I'm guessing a fair few of you know that it's based on a true event. I'd be willing to bet that even less of you know that just yesterday, the man who orchestrated the killings, now eighty years old, a Baptist preacher and wheelchair bound, was found guilty of manslaughter and sent down for twenty years.
Here, I present an article that was submitted to the open forums of the San Francisco Chronicle. They're not my words and I claim no tolerance for the attitude displayed by the author, Hans Allhoff, a student of Stanford Law School. I'm reproducing it in full because I don't want it to dissappear. If you want a more clear explanation with what's wrong with the US today, just read on:
It's the kind of news we love to hear: Forty-one years after three voter registration volunteers were killed in rural Mississippi, Edgar Ray Killen, an acknowledged Klu Klux Klansman, now stands trial for their murder. Again. (Killen was tried in 1967 and walked after his all-white jury deadlocked.) His alleged victims were James Chaney, Michael Schwerner and Andrew Goodman. Each was in his early 20s, and each was a passionate advocate for what he understood justice to demand.
Although Killen has pled not guilty, his prosecution may well do for civil-rights soldiers still living what apprehending Osama bin Laden would do for us, which is to bring some symbolic closure to a haunting memory. Yet I am surprised nobody wants to call Killen a murderer and then leave him alone: Our two most preferred justifications for punishing criminals -- incapacitation and deterrence -- don't cut it in his case. He is 80 years old and a preacher. By virtue of his station in life (an accident earlier this year left him wheelchair-bound), he is already incapacitated. He might still be a racist, but he is no real threat to social order. What's more, his crime, by virtue of our society's moral evolution, is one we don't really need to deter. Civil- rights work is a relatively safe business these days.
There's always a need to deter senseless killing, of course, but there was nothing senseless about what Killen is accused of. Whoever did it was a Klu Klux Klan member who, true to his heart, was fighting for his version of a better America. Just like his victims. Sad -- disgusting, even -- but true.
With incapacitation and deterrence ineligible, what's left? Not rehabilitation. Again, Killen is not far from death, and criminal convictions only rarely produce heartfelt conversions in people. How about vengeance, or retribution? They're terribly unpopular. One victim's mother, Carolyn Goodman, has specifically disavowed their import. "I'm not looking for revenge," she said. "I'm looking for justice."
Most opponents of harsh punishment and strict sentencing laws also believe vengeance and retribution to be subrational impulses, simply out of alignment with modern liberal and democratic values.
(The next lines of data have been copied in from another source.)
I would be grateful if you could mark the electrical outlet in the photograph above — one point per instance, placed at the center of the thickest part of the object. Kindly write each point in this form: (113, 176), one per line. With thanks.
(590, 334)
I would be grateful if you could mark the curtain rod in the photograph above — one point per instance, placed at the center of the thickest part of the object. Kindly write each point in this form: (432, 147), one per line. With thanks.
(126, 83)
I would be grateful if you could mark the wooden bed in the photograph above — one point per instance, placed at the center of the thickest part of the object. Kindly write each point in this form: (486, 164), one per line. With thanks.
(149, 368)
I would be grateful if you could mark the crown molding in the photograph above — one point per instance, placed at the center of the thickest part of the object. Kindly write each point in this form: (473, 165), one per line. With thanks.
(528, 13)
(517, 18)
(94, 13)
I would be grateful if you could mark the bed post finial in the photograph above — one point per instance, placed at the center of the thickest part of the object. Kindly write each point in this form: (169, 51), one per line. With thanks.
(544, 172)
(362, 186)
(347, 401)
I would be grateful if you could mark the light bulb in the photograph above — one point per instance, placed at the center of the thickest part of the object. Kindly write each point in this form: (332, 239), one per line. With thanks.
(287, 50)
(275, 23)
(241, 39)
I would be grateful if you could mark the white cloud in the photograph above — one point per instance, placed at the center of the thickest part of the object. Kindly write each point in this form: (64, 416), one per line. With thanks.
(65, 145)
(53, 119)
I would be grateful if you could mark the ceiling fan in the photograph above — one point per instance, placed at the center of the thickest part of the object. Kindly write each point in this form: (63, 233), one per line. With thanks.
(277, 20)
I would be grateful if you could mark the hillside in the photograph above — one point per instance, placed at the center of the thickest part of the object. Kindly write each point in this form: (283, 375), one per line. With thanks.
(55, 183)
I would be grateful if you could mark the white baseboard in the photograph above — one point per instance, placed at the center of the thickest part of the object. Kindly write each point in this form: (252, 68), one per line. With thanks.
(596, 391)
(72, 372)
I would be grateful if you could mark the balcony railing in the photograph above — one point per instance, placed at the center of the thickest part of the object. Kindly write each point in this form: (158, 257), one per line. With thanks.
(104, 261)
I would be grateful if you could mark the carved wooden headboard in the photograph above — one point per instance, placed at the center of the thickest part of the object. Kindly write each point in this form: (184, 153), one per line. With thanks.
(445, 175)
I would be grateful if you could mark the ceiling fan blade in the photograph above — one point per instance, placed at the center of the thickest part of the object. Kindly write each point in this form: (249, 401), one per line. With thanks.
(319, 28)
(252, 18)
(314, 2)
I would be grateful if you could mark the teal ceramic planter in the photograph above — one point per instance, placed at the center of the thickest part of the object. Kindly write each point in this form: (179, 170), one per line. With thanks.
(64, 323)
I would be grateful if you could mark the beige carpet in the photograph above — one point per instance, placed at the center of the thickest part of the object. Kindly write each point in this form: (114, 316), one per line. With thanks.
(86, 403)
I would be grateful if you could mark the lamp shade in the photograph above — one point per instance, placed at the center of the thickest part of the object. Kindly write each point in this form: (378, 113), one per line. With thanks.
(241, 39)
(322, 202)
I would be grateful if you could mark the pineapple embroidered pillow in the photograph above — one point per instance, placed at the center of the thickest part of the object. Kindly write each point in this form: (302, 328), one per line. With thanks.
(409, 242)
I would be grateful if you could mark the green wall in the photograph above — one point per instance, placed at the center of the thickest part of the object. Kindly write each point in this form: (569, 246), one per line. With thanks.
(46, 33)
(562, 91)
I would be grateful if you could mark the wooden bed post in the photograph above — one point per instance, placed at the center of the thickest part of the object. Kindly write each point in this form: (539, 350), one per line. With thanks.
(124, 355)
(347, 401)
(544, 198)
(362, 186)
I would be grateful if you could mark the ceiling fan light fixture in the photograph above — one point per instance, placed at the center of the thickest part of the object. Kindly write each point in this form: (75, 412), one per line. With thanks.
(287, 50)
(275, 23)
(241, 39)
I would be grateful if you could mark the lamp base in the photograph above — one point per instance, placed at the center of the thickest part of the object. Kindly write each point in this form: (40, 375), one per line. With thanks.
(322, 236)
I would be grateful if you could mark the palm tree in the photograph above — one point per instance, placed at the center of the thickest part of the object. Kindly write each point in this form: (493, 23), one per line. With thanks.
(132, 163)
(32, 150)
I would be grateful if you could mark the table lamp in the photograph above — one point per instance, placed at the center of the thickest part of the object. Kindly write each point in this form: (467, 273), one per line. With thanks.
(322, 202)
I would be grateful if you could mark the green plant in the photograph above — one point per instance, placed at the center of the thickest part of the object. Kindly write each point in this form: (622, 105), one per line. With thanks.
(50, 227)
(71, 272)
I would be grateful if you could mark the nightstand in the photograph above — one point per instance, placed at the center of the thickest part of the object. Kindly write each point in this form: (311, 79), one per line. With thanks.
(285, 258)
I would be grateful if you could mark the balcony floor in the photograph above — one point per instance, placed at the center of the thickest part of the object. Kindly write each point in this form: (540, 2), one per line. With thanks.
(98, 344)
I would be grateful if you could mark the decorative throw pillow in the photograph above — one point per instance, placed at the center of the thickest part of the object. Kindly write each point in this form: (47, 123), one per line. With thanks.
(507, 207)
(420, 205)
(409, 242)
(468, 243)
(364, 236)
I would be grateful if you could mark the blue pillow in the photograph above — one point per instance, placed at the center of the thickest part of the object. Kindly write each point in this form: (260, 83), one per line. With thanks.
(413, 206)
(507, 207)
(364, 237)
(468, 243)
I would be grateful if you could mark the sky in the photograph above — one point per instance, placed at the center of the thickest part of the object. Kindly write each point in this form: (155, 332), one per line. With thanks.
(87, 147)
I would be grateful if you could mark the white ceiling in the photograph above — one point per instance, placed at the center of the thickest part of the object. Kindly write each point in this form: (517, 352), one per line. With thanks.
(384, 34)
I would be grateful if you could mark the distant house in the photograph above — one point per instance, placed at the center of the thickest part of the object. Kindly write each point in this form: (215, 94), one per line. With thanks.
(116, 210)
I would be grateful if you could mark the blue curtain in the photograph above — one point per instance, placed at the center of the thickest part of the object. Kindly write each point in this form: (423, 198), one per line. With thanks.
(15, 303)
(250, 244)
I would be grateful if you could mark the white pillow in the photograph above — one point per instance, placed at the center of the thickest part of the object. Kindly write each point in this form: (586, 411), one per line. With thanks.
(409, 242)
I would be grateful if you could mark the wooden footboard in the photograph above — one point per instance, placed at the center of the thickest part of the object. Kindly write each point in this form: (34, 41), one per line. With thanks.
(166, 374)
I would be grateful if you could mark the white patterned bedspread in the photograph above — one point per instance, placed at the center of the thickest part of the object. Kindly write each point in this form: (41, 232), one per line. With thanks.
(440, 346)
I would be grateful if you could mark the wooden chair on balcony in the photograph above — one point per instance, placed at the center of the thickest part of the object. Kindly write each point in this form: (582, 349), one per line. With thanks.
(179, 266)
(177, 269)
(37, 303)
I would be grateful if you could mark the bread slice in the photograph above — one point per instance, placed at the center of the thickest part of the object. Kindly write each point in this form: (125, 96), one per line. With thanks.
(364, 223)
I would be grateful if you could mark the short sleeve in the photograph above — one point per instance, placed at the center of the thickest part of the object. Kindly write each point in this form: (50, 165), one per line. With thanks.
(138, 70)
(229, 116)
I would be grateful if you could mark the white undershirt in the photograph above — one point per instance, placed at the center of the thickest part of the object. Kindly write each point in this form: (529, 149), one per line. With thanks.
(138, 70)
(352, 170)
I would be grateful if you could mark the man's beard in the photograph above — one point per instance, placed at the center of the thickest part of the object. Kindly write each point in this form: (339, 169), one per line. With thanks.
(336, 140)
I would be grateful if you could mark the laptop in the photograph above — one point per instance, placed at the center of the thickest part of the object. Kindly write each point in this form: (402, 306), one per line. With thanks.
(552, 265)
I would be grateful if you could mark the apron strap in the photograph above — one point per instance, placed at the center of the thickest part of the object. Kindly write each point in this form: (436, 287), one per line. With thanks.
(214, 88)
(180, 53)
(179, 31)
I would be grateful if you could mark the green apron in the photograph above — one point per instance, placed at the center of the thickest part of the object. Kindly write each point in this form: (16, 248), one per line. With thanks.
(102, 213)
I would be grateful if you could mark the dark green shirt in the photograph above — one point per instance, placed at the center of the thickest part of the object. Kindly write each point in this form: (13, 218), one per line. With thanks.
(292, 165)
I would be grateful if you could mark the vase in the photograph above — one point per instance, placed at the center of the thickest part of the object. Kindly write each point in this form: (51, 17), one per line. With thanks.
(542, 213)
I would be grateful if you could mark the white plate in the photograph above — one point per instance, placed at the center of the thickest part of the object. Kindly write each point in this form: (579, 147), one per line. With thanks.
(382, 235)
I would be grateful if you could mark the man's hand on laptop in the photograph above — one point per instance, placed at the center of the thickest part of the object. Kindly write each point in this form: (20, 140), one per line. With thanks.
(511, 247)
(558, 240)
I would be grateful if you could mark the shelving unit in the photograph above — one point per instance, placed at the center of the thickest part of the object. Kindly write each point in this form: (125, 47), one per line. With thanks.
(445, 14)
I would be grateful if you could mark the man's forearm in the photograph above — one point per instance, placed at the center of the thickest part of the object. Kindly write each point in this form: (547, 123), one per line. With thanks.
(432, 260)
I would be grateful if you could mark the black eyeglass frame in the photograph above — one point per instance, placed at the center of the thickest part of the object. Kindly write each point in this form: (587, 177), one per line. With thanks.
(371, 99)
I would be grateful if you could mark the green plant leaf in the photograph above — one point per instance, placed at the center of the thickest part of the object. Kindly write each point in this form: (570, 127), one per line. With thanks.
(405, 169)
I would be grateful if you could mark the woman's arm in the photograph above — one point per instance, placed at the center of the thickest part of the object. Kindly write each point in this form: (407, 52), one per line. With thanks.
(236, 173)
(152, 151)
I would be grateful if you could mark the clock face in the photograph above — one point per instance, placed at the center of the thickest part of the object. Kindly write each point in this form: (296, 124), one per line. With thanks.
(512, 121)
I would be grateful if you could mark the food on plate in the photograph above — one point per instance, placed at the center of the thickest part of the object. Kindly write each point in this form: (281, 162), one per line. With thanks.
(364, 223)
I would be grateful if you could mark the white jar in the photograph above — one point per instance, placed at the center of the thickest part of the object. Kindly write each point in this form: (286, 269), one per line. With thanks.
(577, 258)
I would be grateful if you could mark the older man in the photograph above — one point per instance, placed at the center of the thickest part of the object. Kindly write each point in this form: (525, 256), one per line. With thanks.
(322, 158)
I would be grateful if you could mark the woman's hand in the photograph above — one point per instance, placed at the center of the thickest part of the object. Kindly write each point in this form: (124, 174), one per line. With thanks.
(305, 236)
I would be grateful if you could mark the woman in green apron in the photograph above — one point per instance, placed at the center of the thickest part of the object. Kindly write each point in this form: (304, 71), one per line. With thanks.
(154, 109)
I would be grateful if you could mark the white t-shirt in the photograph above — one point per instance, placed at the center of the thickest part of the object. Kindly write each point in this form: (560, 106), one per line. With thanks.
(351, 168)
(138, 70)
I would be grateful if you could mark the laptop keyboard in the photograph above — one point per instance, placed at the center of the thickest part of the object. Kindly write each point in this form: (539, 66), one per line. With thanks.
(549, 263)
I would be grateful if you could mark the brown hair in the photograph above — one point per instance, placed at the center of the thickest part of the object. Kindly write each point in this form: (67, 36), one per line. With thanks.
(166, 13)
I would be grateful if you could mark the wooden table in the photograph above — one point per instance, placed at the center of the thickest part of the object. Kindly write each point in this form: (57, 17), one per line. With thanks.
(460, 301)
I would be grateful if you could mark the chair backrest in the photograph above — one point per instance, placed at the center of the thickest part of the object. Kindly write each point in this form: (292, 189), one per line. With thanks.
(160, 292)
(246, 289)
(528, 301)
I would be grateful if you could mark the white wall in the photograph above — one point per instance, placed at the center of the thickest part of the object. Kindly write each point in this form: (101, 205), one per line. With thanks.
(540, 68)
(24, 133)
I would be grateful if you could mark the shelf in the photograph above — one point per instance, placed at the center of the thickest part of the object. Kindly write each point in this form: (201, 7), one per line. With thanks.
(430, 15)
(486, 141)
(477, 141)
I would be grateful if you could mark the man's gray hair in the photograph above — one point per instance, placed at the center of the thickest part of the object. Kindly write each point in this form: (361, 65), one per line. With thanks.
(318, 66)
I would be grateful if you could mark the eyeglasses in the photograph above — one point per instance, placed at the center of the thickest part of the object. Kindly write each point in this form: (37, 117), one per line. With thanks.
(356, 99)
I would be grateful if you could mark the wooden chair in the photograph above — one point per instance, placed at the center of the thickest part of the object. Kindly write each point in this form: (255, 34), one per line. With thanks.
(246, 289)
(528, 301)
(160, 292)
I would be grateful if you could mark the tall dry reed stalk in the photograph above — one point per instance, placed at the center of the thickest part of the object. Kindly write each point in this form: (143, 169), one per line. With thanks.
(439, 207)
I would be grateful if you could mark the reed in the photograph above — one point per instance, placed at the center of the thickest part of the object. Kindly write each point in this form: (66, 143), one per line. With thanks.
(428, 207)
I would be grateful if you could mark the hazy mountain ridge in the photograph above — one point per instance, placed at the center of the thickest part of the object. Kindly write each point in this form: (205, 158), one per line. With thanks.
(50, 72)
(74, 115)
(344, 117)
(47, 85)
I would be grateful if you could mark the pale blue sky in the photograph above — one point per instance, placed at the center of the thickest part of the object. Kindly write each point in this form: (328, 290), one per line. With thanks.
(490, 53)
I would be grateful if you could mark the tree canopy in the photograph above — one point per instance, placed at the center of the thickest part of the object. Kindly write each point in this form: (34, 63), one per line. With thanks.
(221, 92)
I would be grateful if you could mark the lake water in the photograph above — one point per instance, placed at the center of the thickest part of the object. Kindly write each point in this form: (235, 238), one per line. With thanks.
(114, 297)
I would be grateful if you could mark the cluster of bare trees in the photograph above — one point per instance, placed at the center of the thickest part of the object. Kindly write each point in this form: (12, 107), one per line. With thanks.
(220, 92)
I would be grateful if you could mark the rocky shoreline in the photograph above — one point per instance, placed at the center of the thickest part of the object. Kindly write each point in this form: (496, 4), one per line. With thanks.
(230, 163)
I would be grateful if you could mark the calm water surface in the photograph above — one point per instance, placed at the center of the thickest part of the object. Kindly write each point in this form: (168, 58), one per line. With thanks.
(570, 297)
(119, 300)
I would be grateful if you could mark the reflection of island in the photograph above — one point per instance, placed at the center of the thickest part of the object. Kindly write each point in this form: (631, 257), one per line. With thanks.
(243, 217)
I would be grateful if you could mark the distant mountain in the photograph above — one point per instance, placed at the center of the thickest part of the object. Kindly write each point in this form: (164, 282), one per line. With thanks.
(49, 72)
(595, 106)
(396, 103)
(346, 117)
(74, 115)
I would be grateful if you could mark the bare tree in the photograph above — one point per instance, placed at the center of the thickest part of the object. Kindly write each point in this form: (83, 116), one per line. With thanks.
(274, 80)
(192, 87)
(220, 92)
George Ryan, who commuted all death sentences in Illinois when he was governor, continues to say they have no penal logic -- to much applause.
Yet if we're to ignore our moral impressions about what people who commit crimes deserve, irrespective of what we'll gain socially by punishing them, it's not clear how we can in good faith prosecute people like Killen. Carolyn Goodman is partially correct. We all want justice. But it's hard to see how our understanding of justice in Killen's case has nothing to do with wanting to see him suffer. We don't just want him to be held accountable for his crime; we want him to pay a price for it. We believe it would be morally proper for him to die in jail rather than his Mississippi home.
We may be a better, more civil people without vengeful sentiments in our hearts. Maybe they do coarsen us. Maybe they aren't good for our moral advancement as a people. Maybe it is wrong to treat people, even bad people, as objects of punishment.
Whether Killen should be prosecuted today for a crime of decades past can remain an open question. What cannot is our reason for believing he should. It is vengeance, and nothing else.
Pay especial attention to this phrase:
there was nothing senseless about what Killen is accused of. Whoever did it was a Klu Klux Klan member who, true to his heart, was fighting for his version of a better America.
Now, even though the author goes on to call such an attitude sad and disgusting, we all know that there are people both in the states and much closer to home who will say that it's a fair point. Hypocritically, they would probably be the loudest voices in the crowd baying for the blood of all Muslims as a result of 9/11.
Maybe this is an attempt at Devils' Advocacy, maybe it's all a badly thought out exercise in reasoning by some snotty Law undergrad student, but it's sparked a row, it's tapped the uneasy subconscious of Americans because it's reawakened the thought that maybe, just maybe America isn't all that Great and Free after all. And that scares the living fuck out of them.